EL NACIMIENTO DE UNA NACIÓN: EL SUEÑO AFROAMERICANO


Lo más provocador de El nacimiento de una nación de Nate Parker es el hacer coincidir su título con el del clásico cinematográfico de D.W. Griffith de 1915, película silente que vinculaba la fundación del racista Ku Klux Klan a las mismas raíces de la identidad de Estados Unidos. Parker -actor que firma su primer largometraje como director y guionista- nos propone entonces que su país, como concepto, también debe incluir en el relato mitificado de sus orígenes a los afroamericanos. Nada que objetar. Si películas desde La conquista del oeste (1962) pasando por Forrest Gump (1994) y hasta El patriota (2000) nos hablan de la historia de Estados Unidos de una forma más o menos realista, más o menos crítica, pero siempre desde una perspectiva blanca, Parker parece tener la gran ambición de fabricar un relato épico con el que se pueda relacionar un público afroamericano huérfano de mitos. Para ello se sirve de la historia real de Nat Turner, un esclavo ilustrado que encabezó una rebelión contra sus amos en 1831. El film se inscribe, además, en una tendencia reciente de producciones sobre el tema del conflicto racial: Django desencadenado (2012), Lincoln (2012), y sobre todo 12 años de esclavitud (2013). Hay, además, cierta urgencia por tratar el tema tras el boicot a los Oscars de 2016, provocado por la casi total ausencia de nominados afroamericanos en aquella edición. Este año tenemos, en cambio, películas como Loving (2016), Figuras ocultas (2016) o Fences (2016), todas nominadas a premios importantes por la Academia. Creo que estas son las dos pretensiones de El nacimiento de una nación, la de articularse como alternativa en el imaginario de los afroamericanos a las décadas de predominio de una ficción blanca, y la más terrenal de competir en la carrera por los Oscar. Si bien este film estuvo en algunas quinielas tempranas, no obtuvo luego nominación alguna.

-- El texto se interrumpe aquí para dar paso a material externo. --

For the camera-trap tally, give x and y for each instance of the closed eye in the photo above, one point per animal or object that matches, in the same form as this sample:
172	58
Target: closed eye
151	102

Dicho esto, el empeño de Nate Parker como director, guionista y protagonista se traduce en una película desigual. Como escritor, Parker tiene prisa en contar una historia larga que abarca casi tres décadas, por lo que la mayoría de las situaciones que plantea no pueden tener una introducción adecuada: la acción salta de una escena a la siguiente con una concreción narrativa efectiva, pero que se habría beneficiado de alguna pausa. Por esta misma razón, el Parker realizador propone una planificación meramente funcional: filma su guión sin proponer una mirada, casi sin ideas de puesta en escena más allá de la claridad narrativa. Sin embargo, según se desarrolla el metraje, la historia va ganando enteros en emociones y en el poder de sus imágenes: las raíces africanas como sueños lejanos de un paraíso perdido; la religión católica -o al menos una lectura interesada de la Biblia- como elemento colonizador, de dominación. Parker modula bien un inicio de la historia casi benevolente, en el que los esclavos parecen vivir relativamente bien, dentro de lo que cabe, para luego pasar a humillaciones, torturas y violaciones cada vez más cruentas, lo que aporta una intensidad al relato -en su segunda parte- de la que carecía en su arranque. Insisto, no tiene Parker ideas de puesta en escena, pero a través del montaje consigue los mejores momentos de su película, con la yuxtaposición de imágenes de relativa belleza o recurriendo a la voz en off y a los mejores instantes de una banda sonora -compuesta por Henry Jackman- que en demasiados momentos se ve obligada a acompañar la narración. Llegamos así a un tramo final intenso que permitirá al autor convertir a su personaje en una figura de connotaciones cristianas. Por otro lado, el Parker actor, simplemente cumple en la mayor parte de la película, si bien consigue elevar el nivel de su interpretación en los momentos más dramáticos, en sus discursos como predicador. Lo que lamentablemente lastra El nacimiento de una nación es la falta de experiencia de Parker, visible en la inocencia de gran parte de lo que nos muestra, en algunas soluciones dramáticas demasiado simples y sobre todo en el uso, casi amateur, de metáforas visuales muy evidentes -la luminosa imagen de un ángel, Nicole Davis, es de risa- que inserta cuando no confía en lo que nos cuenta, o más bien, en cómo lo cuenta.